Comparison of Clinicopathological Characteristics of BRCA1 and BRCA2 Carriers with Breast Cancer: The Role of Ki-67 Index
Received Date : 30 Jan 2021
Accepted Date : 23 Sep 2021
Available Online : 06 Oct 2021
Doi: 10.37047/jos.2021-81821 - Article's Language: EN
J Oncol Sci. 2021;7(3):91-7
Objective: To elucidate the clinicopathological differences between breast cancer 1 (BRCA1) and BRCA2 carriers among patients with breast carcinoma. Material and Methods: The present retrospective study explored the demographic and clinicopathological features of 57 BRCA carriers with breast cancer. The age, family history, tumor Ki-67 index, tumor grade, hormone receptor status (estrogen and progesterone), human epidermal growth factor receptor 2 status, tumor T and N Stage, tumor multifocality, and tumor treatment modalities (surgical or adjuvant/neoadjuvant chemotherapy) were recorded for each patient from the hospital automation system. Results: The patients with a median age of 39 (range: 23-68 years) years comprised 35% BRCA1 and 65% BRCA2 carriers. Higher median Ki-67 index was revealed for the BRCA1 group than for the BRCA2 group (40% vs. 80%, p=0.006). The proportions of patients with estrogen receptor (+) and progesterone receptor (+) tumors were 35.0% and 35.0%, respectively, in the BRCA1 group, whereas 75.7% and 73.0%, respectively, in the BRCA2 group (p value 0.003 and 0.005, respectively).
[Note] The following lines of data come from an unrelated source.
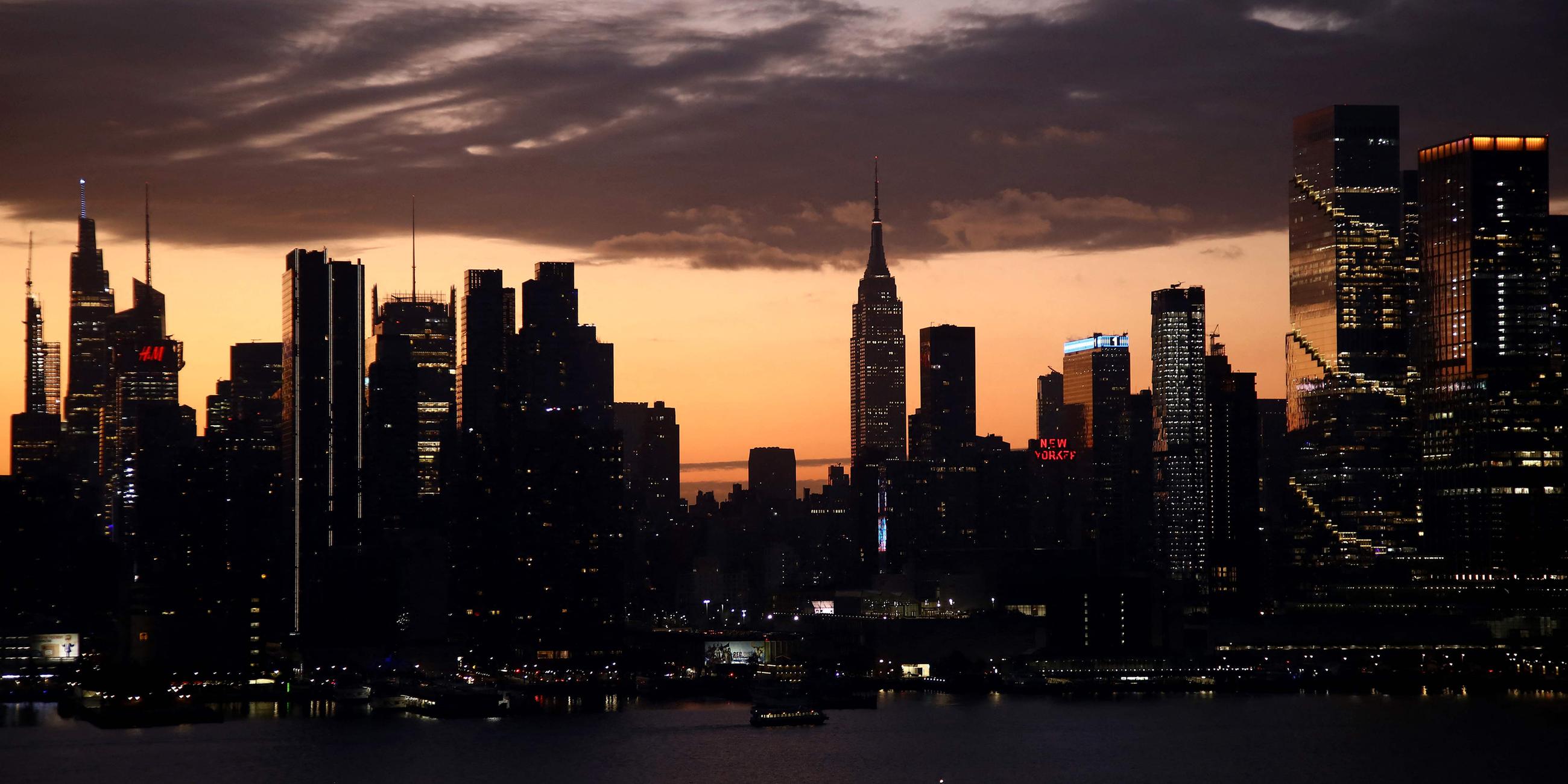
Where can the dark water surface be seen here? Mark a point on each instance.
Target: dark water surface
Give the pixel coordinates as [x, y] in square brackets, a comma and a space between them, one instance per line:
[910, 738]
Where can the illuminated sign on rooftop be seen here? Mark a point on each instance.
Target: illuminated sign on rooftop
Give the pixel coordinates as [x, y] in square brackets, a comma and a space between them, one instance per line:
[1052, 449]
[1072, 347]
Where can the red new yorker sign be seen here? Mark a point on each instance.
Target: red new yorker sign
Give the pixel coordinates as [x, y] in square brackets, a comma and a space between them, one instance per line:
[1056, 449]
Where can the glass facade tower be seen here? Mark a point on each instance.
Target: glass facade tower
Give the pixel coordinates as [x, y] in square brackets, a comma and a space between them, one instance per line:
[1178, 338]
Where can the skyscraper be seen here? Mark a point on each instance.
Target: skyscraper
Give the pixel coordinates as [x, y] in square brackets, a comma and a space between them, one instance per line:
[92, 306]
[35, 432]
[490, 319]
[770, 474]
[409, 400]
[1048, 406]
[1347, 356]
[1347, 275]
[323, 372]
[1231, 437]
[877, 358]
[651, 458]
[145, 367]
[242, 444]
[1178, 338]
[1490, 399]
[1095, 390]
[41, 393]
[946, 419]
[566, 488]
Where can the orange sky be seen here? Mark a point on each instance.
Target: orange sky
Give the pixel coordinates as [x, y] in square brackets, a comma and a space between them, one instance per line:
[747, 358]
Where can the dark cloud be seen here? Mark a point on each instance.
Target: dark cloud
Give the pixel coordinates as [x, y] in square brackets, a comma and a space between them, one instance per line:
[722, 135]
[731, 464]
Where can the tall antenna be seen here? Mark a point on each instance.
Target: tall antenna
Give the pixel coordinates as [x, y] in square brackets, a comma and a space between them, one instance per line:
[413, 245]
[877, 189]
[147, 217]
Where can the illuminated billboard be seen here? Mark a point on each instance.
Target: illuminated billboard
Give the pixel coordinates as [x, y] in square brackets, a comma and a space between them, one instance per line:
[57, 646]
[1072, 347]
[741, 651]
[1052, 449]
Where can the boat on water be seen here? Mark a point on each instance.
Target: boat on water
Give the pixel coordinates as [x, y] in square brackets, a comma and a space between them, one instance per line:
[778, 698]
[350, 694]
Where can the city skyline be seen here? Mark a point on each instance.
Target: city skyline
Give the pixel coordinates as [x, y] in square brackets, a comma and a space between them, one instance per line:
[1005, 375]
[562, 388]
[991, 209]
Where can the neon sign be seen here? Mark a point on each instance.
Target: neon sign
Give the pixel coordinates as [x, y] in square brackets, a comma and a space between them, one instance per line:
[1054, 449]
[1072, 347]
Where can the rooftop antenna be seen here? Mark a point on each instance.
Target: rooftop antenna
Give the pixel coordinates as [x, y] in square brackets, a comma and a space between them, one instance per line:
[147, 218]
[876, 189]
[413, 247]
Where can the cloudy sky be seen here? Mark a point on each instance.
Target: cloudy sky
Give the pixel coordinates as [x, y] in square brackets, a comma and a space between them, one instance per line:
[1045, 165]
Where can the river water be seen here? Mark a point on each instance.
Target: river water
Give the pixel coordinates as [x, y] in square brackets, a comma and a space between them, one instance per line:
[910, 738]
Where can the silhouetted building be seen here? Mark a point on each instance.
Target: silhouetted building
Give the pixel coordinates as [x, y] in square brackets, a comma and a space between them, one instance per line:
[490, 319]
[563, 590]
[35, 444]
[323, 402]
[1347, 272]
[650, 458]
[943, 429]
[770, 474]
[1181, 443]
[1490, 400]
[1231, 515]
[145, 369]
[242, 443]
[1048, 406]
[1095, 383]
[1347, 350]
[409, 406]
[37, 430]
[92, 306]
[877, 358]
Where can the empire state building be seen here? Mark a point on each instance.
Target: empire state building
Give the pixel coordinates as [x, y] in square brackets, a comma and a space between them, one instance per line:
[877, 405]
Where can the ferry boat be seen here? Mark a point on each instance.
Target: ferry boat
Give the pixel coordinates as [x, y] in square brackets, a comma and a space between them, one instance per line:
[778, 698]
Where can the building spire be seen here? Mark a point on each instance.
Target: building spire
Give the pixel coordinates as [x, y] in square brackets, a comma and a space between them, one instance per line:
[876, 189]
[877, 264]
[147, 218]
[413, 245]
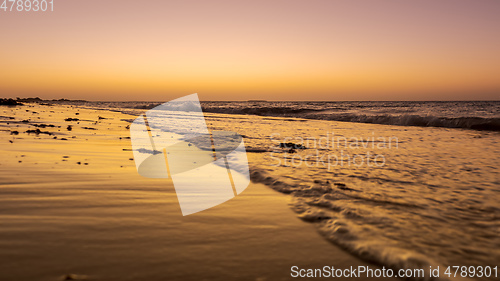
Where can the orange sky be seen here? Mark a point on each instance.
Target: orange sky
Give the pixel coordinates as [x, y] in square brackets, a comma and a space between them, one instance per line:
[239, 50]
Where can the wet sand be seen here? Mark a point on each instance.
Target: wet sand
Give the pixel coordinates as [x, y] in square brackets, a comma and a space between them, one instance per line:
[75, 205]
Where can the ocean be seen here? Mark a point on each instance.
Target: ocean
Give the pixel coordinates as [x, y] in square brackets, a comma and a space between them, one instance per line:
[401, 184]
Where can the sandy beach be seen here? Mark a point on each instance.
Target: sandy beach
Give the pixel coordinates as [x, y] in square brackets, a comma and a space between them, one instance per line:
[73, 207]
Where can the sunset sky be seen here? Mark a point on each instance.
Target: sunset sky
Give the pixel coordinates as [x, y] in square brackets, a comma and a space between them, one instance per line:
[239, 50]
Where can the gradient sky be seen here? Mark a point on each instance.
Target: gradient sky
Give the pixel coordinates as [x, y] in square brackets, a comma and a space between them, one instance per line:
[239, 50]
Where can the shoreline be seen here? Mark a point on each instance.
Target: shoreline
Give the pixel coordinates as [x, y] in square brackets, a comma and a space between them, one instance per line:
[77, 206]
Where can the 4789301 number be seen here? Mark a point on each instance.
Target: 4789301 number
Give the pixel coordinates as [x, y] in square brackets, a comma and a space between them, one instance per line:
[27, 5]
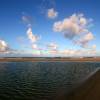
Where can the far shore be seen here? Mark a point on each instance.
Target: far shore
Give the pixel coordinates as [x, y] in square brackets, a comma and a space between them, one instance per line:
[48, 59]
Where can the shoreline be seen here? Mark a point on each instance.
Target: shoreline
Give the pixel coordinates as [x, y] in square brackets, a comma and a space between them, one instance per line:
[91, 59]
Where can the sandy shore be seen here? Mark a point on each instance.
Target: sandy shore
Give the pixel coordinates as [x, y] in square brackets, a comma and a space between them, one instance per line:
[91, 59]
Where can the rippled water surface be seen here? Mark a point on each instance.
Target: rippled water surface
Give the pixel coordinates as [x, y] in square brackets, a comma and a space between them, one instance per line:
[41, 80]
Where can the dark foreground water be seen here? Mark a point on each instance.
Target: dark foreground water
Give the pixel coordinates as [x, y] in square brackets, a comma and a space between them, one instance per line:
[41, 80]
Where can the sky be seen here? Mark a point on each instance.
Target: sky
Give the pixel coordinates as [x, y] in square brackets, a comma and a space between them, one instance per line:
[49, 28]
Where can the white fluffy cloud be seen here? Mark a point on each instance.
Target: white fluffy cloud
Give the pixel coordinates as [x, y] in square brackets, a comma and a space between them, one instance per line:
[75, 26]
[33, 38]
[51, 13]
[34, 46]
[52, 46]
[72, 26]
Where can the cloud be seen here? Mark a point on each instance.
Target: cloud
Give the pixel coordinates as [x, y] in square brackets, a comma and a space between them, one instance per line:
[72, 26]
[94, 46]
[34, 46]
[51, 13]
[33, 38]
[75, 28]
[52, 46]
[26, 19]
[3, 46]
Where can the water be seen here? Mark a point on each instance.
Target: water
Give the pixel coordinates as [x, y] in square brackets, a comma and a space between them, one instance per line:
[41, 80]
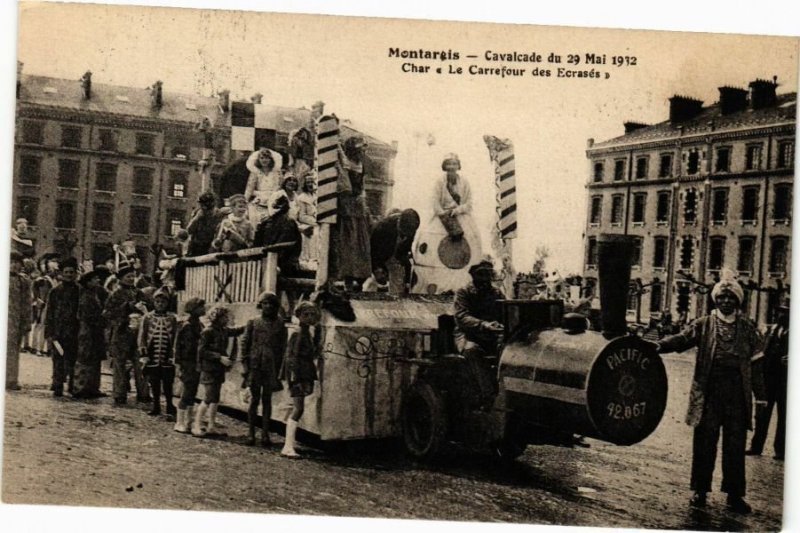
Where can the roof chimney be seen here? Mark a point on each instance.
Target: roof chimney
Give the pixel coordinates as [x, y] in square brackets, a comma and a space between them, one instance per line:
[86, 85]
[732, 100]
[684, 108]
[631, 126]
[156, 100]
[762, 93]
[224, 100]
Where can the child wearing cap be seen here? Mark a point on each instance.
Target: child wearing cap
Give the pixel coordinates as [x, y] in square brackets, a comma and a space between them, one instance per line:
[235, 232]
[262, 349]
[214, 362]
[186, 343]
[299, 371]
[157, 333]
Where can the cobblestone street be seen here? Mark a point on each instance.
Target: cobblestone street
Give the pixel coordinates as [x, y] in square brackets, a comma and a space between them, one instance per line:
[67, 452]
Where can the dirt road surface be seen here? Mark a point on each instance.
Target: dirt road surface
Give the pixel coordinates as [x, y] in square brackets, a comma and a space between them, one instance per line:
[61, 451]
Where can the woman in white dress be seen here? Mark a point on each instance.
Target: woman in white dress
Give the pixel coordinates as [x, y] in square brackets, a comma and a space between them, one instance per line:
[265, 178]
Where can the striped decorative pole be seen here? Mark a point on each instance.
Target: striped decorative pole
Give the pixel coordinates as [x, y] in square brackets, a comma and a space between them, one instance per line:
[326, 155]
[501, 152]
The BRCA1 group demonstrated significantly higher proportion of triple-negative patient rate as compared to the BRCA2 group (21.6% vs. 55.0%, p=0.011). Multivariate logistic regression analysis conducted with the Ki-67 index, estrogen receptor status, progesterone receptor status, and triple-negative disease status identified the Ki-67 index as the only independent predictive factor that could distinguish the BRCA1 from the BRCA2 mutation. A high Ki-67 index (>45%) was correlated with the BRCA1 mutation (odds ratio: 0.970, 95% confidence interval: 0.943-0.999, p=0.044). Conclusion: A high Ki-67 index is more frequently prevalent in BRCA1 carriers than in BRCA2 mutation carriers among patients with breast cancer.